LangChain offers off-the-shelf parsers for different use cases. But these often rely on its runnable abstraction (used for prompt chaining operations) within the LangChain Expression Language (LCEL). While this enables composable workflows, it also introduces unnecessary complexity and requires you to learn its unique way of doing things.
For this reason, we built Mirascope, our lightweight LLM toolkit that lets you define structured outputs in native Python and Pydantic, with no unique abstractions to learn.
But generating structured outputs is only part of the picture. You also need visibility into how those outputs are parsed and tracked across iterations and how prompt or logic changes affect results over time.
That’s where our other tool, an open source LLM engineering platform, Lilypad, comes in: it handles prompt management, code versioning, and evaluation so you can iterate confidently and treat prompt engineering like the optimization problem it really is.
How to Get Structured Outputs in LangChain
1. .with_structured_output()
This class method lets you define a schema (like a JSON object) to guide the model’s output format.
It only works with LLMs that support structured output natively, such as OpenAI (via JSON mode or tool calling), Anthropic, Cohere, and similar providers. If the model doesn’t support this feature, you’ll need to use an output parser instead.
Use .with_structured_output()
to specify a particular format you want the LLM to use in its response, passing this format as schema into the prompt:
from langchain_core.pydantic_v1 import BaseModel, Field
from langchain_openai import ChatOpenAI
from langchain_core.prompts import ChatPromptTemplate
# Instantiate the LLM model
model = ChatOpenAI(model="gpt-4o-mini", temperature=0)
class Trivia(BaseModel):
question: str = Field(description="The trivia question")

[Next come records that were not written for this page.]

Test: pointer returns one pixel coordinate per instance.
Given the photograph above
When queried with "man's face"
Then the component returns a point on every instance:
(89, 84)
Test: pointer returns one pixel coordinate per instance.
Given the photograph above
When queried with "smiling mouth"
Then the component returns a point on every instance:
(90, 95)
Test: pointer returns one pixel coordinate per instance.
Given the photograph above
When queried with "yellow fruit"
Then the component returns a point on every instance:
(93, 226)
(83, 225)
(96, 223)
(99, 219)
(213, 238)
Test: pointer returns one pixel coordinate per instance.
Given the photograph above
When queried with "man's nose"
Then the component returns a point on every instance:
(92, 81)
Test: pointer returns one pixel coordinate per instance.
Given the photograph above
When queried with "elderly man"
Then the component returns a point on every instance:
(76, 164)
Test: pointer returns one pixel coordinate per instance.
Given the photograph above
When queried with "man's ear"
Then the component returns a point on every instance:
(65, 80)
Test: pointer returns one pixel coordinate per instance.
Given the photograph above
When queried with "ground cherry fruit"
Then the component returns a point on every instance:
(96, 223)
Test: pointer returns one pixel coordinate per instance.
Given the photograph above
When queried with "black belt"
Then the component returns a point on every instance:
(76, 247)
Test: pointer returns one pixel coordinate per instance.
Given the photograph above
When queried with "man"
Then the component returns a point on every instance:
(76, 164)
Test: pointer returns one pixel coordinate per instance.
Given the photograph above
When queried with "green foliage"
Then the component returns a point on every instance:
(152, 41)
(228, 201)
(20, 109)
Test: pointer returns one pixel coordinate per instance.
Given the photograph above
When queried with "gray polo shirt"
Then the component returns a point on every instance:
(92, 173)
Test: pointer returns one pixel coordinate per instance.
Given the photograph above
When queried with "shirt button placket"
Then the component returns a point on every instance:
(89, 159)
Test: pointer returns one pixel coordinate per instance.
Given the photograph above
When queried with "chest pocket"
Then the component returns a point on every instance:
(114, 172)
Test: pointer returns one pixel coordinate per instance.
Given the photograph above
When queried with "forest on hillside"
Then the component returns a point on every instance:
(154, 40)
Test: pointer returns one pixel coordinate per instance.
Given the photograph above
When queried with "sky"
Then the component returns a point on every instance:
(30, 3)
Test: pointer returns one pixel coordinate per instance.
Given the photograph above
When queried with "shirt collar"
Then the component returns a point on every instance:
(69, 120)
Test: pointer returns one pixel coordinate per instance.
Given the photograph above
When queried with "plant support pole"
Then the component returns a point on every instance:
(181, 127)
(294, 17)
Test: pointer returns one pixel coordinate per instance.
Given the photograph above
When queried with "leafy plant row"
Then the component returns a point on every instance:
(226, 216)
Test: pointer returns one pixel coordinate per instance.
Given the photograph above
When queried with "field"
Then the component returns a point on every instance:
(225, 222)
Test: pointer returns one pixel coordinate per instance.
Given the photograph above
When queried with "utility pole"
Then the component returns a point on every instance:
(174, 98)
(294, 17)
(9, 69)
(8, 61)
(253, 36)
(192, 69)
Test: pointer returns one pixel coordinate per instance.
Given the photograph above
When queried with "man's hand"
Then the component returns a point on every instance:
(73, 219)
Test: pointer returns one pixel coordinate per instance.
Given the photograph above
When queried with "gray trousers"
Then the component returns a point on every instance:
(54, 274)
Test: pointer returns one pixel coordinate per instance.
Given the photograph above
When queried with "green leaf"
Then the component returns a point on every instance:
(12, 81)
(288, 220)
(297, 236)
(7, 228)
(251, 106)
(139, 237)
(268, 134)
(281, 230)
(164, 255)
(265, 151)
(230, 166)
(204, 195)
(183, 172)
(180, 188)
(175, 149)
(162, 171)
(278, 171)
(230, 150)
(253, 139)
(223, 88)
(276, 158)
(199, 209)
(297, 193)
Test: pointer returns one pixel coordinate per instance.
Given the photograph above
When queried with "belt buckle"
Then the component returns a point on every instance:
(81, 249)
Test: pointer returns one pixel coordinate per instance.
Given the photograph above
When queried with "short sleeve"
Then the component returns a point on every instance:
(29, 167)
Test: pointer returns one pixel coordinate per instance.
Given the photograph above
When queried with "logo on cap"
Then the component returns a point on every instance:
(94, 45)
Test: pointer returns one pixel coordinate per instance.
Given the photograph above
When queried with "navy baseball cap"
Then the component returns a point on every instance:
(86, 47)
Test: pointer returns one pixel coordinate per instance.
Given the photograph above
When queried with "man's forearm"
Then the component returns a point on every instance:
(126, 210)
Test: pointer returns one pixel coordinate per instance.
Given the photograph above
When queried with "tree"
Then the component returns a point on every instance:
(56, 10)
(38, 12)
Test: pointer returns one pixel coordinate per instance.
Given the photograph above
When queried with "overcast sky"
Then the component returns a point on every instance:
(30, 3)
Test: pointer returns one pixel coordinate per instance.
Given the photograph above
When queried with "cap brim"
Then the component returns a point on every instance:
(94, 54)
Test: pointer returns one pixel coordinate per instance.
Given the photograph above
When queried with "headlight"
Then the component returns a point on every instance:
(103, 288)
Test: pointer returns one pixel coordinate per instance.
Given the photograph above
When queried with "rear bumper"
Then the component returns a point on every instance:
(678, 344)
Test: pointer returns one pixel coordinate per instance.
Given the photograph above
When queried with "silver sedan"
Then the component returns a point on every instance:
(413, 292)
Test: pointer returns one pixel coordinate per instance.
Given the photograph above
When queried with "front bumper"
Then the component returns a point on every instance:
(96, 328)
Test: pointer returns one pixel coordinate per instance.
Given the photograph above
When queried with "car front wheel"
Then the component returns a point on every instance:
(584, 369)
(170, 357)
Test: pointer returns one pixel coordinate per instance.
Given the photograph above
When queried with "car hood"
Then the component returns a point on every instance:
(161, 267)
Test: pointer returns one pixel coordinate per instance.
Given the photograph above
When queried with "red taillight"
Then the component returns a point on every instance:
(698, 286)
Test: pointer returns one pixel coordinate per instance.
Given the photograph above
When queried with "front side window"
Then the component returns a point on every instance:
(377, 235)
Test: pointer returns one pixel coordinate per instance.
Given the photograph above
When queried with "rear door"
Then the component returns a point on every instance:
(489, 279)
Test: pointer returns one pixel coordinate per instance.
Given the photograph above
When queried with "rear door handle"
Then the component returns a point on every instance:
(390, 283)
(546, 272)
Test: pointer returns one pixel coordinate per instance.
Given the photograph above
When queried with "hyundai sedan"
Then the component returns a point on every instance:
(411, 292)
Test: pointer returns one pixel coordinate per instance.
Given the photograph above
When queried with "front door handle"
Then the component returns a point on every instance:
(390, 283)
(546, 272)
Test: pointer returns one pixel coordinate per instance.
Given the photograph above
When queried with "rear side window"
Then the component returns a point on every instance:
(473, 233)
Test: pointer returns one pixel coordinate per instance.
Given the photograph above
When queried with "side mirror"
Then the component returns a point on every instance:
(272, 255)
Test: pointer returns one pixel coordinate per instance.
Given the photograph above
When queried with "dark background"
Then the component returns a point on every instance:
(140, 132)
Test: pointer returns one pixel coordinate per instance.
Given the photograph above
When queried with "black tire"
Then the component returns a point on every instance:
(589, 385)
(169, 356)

answer: str = Field(description="The correct answer to the trivia question")
# Define the prompt template
prompt = ChatPromptTemplate.from_template(
"Give me a trivia question about {topic}, respond in JSON with `question` and `answer` keys"
)
# Create a structured LLM using the `with_structured_output` method
structured_llm = model.with_structured_output(Trivia, method="json_mode")
# Chain the prompt and structured LLM using the pipe operator
trivia_chain = prompt | structured_llm
# Invoke the chain
result = trivia_chain.invoke({"topic": "space"})
# Output
Trivia(question='What is the largest planet in our solar system?', answer='Jupiter')
Here, we define Trivia as a Pydantic model that describes the structure we want the LLM to follow. To ensure the output is returned in that format, we pass method="json_mode"
into .with_structured_output()
.
Because we’re using Pydantic, any mismatch between the model’s output and the Trivia schema, like missing fields or incorrect types, will raise an error at runtime.
This method also wraps the LLM in a runnable, which binds the model to the output schema. That’s what lets us later chain it to the prompt using LangChain’s pipe operator (|).
Runnables do offer some conveniences, like handling async calls and streaming responses, but they can get harder to manage as your LLM chaining logic grows. The more components you add, the trickier it becomes to debug and reason through each step.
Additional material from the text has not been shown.